Organizations add new workers for a variety of reasons – growth, seasonal spikes, or special projects. Regardless of the circumstances, it’s important to understand whether a new worker is classified as an employee or a contractor.
So what is “worker classification” and how is it determined?
Two common worker relationships are employees and independent contractors. The business relationship between the organization and the worker performing services must be defined before paying for services. The determining factor for worker classification relates to the amount of control over the worker and the services performed.
An organization’s control over a worker falls into three categories:
- Behavioral: Does the organization control or have the right to control what the worker does and how the worker does his or her job? For example, who establishes work hours and procedures?

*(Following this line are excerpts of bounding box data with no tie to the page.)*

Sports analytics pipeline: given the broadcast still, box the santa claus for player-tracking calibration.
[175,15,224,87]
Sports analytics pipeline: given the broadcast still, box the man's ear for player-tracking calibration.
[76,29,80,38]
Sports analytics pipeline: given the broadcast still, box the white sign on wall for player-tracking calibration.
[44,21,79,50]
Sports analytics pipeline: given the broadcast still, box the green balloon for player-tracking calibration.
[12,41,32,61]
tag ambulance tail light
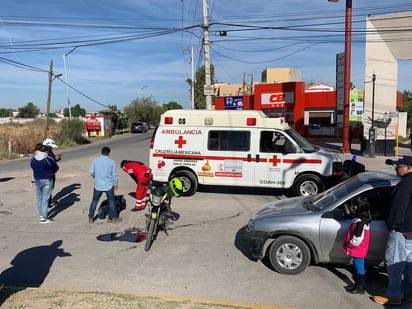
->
[246,118,256,126]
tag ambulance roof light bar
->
[246,118,256,126]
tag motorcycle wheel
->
[144,218,159,251]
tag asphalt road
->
[0,132,406,309]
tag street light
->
[63,46,77,120]
[328,0,352,153]
[139,85,149,101]
[369,73,376,158]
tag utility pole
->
[203,0,214,109]
[44,60,53,139]
[182,46,200,109]
[63,46,77,120]
[190,46,195,109]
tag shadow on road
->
[0,177,14,182]
[0,240,71,307]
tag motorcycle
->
[144,181,172,251]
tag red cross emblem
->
[175,135,187,148]
[269,155,281,166]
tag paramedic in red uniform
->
[120,160,153,211]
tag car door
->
[319,186,392,263]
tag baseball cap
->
[393,156,412,166]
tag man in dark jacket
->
[30,143,59,223]
[373,156,412,305]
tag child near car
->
[341,196,371,294]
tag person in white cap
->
[43,138,61,208]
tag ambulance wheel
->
[172,171,198,196]
[293,175,325,196]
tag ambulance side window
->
[207,130,250,151]
[260,131,287,153]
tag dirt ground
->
[0,287,279,309]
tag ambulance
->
[150,109,343,196]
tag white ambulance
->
[150,109,342,195]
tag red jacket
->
[341,218,370,258]
[124,161,152,184]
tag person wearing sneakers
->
[43,138,62,207]
[30,143,59,223]
[373,156,412,305]
[120,160,153,211]
[89,147,122,223]
[341,196,372,294]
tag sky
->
[0,0,412,112]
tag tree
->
[63,104,86,118]
[186,64,216,109]
[16,102,40,118]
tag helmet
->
[169,177,183,197]
[43,138,58,148]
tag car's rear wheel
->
[172,170,198,196]
[269,236,310,275]
[293,174,325,196]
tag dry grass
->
[0,288,268,309]
[0,119,58,160]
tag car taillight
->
[332,162,343,176]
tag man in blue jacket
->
[373,156,412,305]
[89,147,122,223]
[30,143,59,223]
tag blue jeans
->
[385,232,412,299]
[352,257,365,275]
[89,187,118,220]
[35,179,53,218]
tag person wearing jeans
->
[89,147,122,223]
[373,156,412,305]
[30,143,59,223]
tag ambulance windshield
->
[286,129,318,152]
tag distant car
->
[130,121,149,133]
[245,172,399,275]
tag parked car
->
[130,121,149,133]
[245,172,399,275]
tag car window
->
[322,186,393,220]
[308,177,363,210]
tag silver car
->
[245,172,399,275]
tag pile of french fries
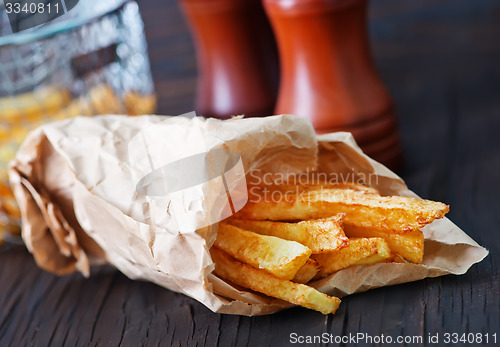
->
[211,184,449,314]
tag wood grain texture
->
[0,0,500,347]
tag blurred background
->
[0,0,500,238]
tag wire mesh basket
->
[0,0,156,241]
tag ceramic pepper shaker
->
[264,0,401,168]
[179,0,279,118]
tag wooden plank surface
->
[0,0,500,346]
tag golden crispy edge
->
[211,247,340,314]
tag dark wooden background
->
[0,0,500,346]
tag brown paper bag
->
[6,115,488,315]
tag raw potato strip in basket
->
[227,214,349,254]
[210,247,340,314]
[344,225,424,264]
[214,223,311,280]
[313,237,392,278]
[236,189,449,233]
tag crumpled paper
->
[9,115,488,316]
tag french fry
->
[214,223,311,280]
[292,258,319,284]
[249,181,380,195]
[235,189,449,233]
[227,214,349,254]
[344,225,424,264]
[313,237,392,278]
[211,247,340,314]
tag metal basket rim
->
[0,0,131,48]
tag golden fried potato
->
[344,225,424,263]
[214,223,311,280]
[235,189,449,232]
[249,181,380,195]
[313,237,392,278]
[211,247,340,314]
[292,258,319,284]
[227,214,349,254]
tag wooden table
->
[0,0,500,346]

- Financial: Are the business aspects of the worker’s job controlled by the organization? For example, who provides work space, tools, and supplies?
- Type of Relationship: Is the business relationship permanent or temporary? Is the work performed a key aspect of the business? Are employee-type benefits provided?

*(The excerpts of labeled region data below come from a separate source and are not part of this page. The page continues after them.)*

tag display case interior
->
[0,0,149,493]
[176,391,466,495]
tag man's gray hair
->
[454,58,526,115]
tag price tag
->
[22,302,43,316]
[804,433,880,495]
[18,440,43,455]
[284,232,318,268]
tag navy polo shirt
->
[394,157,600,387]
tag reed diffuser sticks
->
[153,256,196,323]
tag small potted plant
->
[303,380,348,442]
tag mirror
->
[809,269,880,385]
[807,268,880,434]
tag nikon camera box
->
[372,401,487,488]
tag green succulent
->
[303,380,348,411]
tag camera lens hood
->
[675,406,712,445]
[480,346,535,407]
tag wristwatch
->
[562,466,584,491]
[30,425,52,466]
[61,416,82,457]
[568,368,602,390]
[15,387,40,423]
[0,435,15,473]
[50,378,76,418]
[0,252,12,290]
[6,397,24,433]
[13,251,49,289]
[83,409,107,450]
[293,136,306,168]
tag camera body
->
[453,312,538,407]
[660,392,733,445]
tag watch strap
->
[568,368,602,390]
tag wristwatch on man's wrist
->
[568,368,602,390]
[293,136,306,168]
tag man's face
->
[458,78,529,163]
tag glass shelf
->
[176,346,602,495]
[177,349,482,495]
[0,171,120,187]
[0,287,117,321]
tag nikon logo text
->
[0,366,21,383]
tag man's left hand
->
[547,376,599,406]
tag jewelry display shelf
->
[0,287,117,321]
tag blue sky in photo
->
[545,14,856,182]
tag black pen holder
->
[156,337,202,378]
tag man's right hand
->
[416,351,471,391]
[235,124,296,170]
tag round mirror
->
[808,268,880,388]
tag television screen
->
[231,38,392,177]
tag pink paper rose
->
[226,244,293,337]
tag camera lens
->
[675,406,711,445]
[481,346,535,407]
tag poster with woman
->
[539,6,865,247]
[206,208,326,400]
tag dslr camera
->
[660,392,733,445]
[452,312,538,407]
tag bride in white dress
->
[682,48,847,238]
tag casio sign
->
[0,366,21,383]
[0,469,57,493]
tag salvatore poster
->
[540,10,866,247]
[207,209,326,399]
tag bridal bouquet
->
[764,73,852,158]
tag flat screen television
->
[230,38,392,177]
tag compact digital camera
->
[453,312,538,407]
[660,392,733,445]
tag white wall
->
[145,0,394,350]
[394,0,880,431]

Classifying workers as contractors vs. employees can reduce organizations’ employment expenses. Employee compensation is subject to employment taxes, such as the employer portion of social security taxes and unemployment taxes. Independent contractors are responsible for paying all of her or his social security taxes on the net income from self-employment.
What happens if a worker is misclassified?
Organizations that classify an employee as an independent contractor to save on employment taxes may be held liable for that worker’s employment taxes. Past due taxes accrue daily interest and penalties, which can really add up. Accurately classifying workers avoid costly tax issues down the road.